Bref, pour comprendre Ulysse, ne pas maîtriser L'Odyssée n'est guère plus rédhibitoire que de ne pas avoir lu l'intégralité de tout ce qui s'est écrit depuis 3000 ans... ce qui nous amène au point suivant.

«Il faut être aussi cultivé que Joyce pour apprécier Joyce»

Depuis 90 ans, les spécialistes de Joyce s'échinent à recenser toutes les références cachées dans le texte. Ils sont encore loin d'en avoir fait le tour. Ulysse est tellement truffé de paraboles, d'allégories et de symboles que ses niveaux de lecture et d'interprétation sont quasiment infinis. C'est ce qui fait sa richesse et sa qualité de roman «total», c'est-à-dire d'œuvre tellement dense qu'elle contient toutes les autres. Le malicieux auteur irlandais s'en félicitait d'ailleurs avec humour:
«J'ai mis tellement d'énigmes et de puzzles que cela gardera les professeurs occupés pendant des siècles, glosant sur ce que j'ai voulu dire, et c'est la seule façon pour un homme de s'assurer l'immortalité.»
Dans une remarquable étude sur les sens cachés du roman, Michel Chassaing lance plusieurs pistes. Par exemple, selon lui, on peut interpréter Ulysse comme un détournement de la La Divine Comédie de Dante. Dans les deux œuvres, on retrouve la même structure en trois parties (l'Enfer, le Purgatoire et le Paradis chez Dante). Le personnage de Stephen Dedalus devient Dante lui-même, mené à travers les cercles de l'Enfer et les corniches du Purgatoire par Leopold Bloom/Virgile.
Autre piste: la parabole biblique. Cette interprétation a le mérite de répondre à cette question: pourquoi James Joyce a-t-il choisi de créer un héros juif? Peut-être parce que l'auteur a voulu dresser un parallèle entre la journée de Leopold Bloom et la vie de Jésus. Vers la fin du roman, l'auteur décrit Bloom dans un bordel: victime d'une série d'hallucinations, il se fait humilier et torturer par la maîtresse des lieux dans une transposition délirante de la Passion du Christ.

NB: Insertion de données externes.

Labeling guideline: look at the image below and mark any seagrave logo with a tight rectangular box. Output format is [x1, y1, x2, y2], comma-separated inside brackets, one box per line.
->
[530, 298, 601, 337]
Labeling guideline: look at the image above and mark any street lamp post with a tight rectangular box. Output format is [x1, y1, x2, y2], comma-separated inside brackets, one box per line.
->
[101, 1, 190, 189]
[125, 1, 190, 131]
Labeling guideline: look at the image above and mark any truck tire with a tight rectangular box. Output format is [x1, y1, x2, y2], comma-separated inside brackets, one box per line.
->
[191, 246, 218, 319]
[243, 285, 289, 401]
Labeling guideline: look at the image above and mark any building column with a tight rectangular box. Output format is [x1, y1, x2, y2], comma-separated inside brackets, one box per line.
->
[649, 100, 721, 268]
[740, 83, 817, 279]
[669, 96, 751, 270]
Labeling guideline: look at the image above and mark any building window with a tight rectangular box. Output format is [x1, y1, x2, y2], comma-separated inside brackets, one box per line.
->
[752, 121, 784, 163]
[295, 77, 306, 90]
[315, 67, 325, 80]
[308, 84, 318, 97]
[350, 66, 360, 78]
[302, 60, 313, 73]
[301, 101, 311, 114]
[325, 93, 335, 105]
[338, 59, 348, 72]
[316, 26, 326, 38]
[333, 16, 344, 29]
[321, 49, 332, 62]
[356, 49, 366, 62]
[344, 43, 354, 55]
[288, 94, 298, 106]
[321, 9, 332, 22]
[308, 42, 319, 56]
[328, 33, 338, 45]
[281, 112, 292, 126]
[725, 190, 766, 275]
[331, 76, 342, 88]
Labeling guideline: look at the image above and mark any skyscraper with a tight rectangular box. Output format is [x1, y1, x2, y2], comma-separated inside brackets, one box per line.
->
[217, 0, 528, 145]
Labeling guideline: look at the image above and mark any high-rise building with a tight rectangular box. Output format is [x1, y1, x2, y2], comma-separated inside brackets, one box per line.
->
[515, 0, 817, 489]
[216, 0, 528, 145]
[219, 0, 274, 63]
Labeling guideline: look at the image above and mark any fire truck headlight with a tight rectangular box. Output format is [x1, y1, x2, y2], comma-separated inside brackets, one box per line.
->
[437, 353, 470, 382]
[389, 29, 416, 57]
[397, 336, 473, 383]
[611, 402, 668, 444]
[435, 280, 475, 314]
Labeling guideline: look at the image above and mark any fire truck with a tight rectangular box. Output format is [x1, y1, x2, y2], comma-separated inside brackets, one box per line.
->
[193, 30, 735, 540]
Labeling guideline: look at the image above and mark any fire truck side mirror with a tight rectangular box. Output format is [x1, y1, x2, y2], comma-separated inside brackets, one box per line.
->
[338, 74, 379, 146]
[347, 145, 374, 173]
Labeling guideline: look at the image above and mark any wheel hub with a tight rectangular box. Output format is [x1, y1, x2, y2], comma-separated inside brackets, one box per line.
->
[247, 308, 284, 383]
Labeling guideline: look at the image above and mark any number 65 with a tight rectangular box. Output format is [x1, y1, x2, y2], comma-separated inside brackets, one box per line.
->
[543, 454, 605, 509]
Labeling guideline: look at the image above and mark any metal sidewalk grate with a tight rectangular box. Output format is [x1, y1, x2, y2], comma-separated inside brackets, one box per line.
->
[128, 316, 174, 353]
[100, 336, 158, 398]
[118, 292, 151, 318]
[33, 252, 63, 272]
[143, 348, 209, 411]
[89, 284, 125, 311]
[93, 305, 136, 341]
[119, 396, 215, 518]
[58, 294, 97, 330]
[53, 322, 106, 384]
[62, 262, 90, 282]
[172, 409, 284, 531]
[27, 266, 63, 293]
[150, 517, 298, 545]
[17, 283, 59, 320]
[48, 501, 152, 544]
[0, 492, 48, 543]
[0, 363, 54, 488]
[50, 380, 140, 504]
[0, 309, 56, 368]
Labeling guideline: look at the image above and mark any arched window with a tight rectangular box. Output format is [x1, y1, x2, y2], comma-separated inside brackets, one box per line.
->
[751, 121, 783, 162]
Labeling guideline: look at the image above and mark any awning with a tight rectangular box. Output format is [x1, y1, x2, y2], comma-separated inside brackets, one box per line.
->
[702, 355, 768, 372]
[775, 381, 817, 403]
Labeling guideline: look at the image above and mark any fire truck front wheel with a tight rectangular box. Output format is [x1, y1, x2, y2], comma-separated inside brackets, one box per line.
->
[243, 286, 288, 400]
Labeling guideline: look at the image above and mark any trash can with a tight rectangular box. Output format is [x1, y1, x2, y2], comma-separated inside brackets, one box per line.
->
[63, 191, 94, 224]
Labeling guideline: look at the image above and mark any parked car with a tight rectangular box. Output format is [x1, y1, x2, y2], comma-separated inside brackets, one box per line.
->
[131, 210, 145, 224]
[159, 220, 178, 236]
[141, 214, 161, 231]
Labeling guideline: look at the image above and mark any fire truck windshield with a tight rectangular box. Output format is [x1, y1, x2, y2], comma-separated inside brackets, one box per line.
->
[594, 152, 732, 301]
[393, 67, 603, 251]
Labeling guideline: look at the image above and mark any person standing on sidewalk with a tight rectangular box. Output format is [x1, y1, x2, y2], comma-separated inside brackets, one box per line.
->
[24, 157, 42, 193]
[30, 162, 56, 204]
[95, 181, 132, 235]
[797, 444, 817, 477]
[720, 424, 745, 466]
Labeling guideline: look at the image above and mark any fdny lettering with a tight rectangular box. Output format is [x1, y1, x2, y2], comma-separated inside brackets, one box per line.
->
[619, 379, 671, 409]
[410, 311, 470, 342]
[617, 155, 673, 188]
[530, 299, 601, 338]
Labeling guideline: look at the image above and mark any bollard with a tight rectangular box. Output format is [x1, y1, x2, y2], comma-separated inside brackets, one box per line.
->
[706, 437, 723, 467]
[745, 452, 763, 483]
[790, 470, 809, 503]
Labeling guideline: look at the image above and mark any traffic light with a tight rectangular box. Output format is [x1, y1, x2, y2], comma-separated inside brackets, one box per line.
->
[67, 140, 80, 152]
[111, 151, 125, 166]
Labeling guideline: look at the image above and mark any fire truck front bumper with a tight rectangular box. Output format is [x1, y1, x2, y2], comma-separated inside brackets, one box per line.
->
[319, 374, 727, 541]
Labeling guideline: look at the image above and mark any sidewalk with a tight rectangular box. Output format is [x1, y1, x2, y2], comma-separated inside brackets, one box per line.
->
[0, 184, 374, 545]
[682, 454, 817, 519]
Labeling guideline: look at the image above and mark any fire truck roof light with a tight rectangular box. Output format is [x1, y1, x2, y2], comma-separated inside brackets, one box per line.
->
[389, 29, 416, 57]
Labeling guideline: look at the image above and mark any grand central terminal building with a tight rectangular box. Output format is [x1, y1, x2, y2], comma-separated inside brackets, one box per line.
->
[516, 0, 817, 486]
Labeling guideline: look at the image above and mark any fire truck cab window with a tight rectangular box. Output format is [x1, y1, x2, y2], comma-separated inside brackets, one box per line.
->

Quel autre livre peut prétendre offrir une telle multiplicité de lectures? Aucun, sans doute. Cela dit, Ulysse n'est pas réservé à une élite de professeurs poussiéreux, seuls à posséder la culture nécessaire pour l'apprécier à sa juste valeur. Inutile d'être soi-même un génie pour goûter à celui de Joyce! On peut tout à fait prendre du plaisir à le lire sans connaître par cœur Homère, Dante ou la Bible. Malgré les liens subtils qui l'unissent à une foule d'œuvres antérieures, Ulysse se suffit à lui-même. Mais comme l'œuvre de Proust ou comme la bibliothèque de Babel de Borges, il est tellement inépuisable qu'on peut sans doute passer une vie entière à le lire et à le relire... sans jamais en faire le tour.